However, the bill ignited several angry responses from Sinhalese groups and the Sri Lankan government, with two separate Canadian groups, arguing the bill is "unconstitutional" and violates the Charter of Rights and Freedoms.
Sri Lankan Foreign Minister G.L. Peiris in talks with Canadian High Commissioner David McKinnon last year expressed Colombo’s “strong concern” regarding Ontario’s Tamil Genocide Education Week Bill.
Justice Akbarali, however, ruled this was not the case. In her judgement she went on to state,
“In my view, the evidence I have reviewed demonstrates that the recognition of a Tamil genocide is in service of
(i) educating the public about the Tamil genocide, and about other genocides, including the need to prevent such atrocities from occurring in the future;
(ii) through education, allowing non-Tamil Ontarians the opportunity to better understand their Tamil neighbours, and Tamil youth to better understand their families, community and history; and
(iii) through education, helping to create the conditions for Tamil Ontarians to share their stories and begin to heal from the trauma and inter-generational trauma that the Legislature has recognized.”

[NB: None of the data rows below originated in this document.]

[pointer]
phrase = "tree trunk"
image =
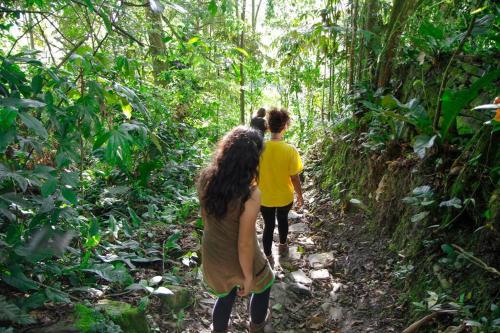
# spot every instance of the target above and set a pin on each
(353, 45)
(361, 54)
(400, 12)
(156, 46)
(242, 73)
(373, 27)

“I thus conclude that the dominant characteristic of the law is to educate the public about what the Ontario Legislature has concluded is a Tamil genocide,” she added.
“The perpetrator of the genocide recognized by the Legislature is described in the TGEWA to be the Sri Lankan government,” Justic Albarali added, dismissing complaints by Sinhalese groups they may be discriminated against.
“A claim or a finding of genocide perpetrated by a government or a state does not tar individuals who may be members of the same nationality, ethnicity, or religious affiliation as those people who dominate the government or state in question,” she continued. “As but one example, the Righteous Among the Nations recognized by Yad Vashem includes Germans.”
Read the full text of the judgement here.
The ruling from the court comes just weeks after a motion was passed in Canada’s parliament recognising May 18 as Tamil Genocide Remembrance Day, in a landmark move making it the first parliament in the world to recognise the Tamil genocide.
The motion states that "this House acknowledges the Genocide of Tamils in Sri Lanka, and recognizes May 18th of each year as Tamil Genocide Remembrance Day".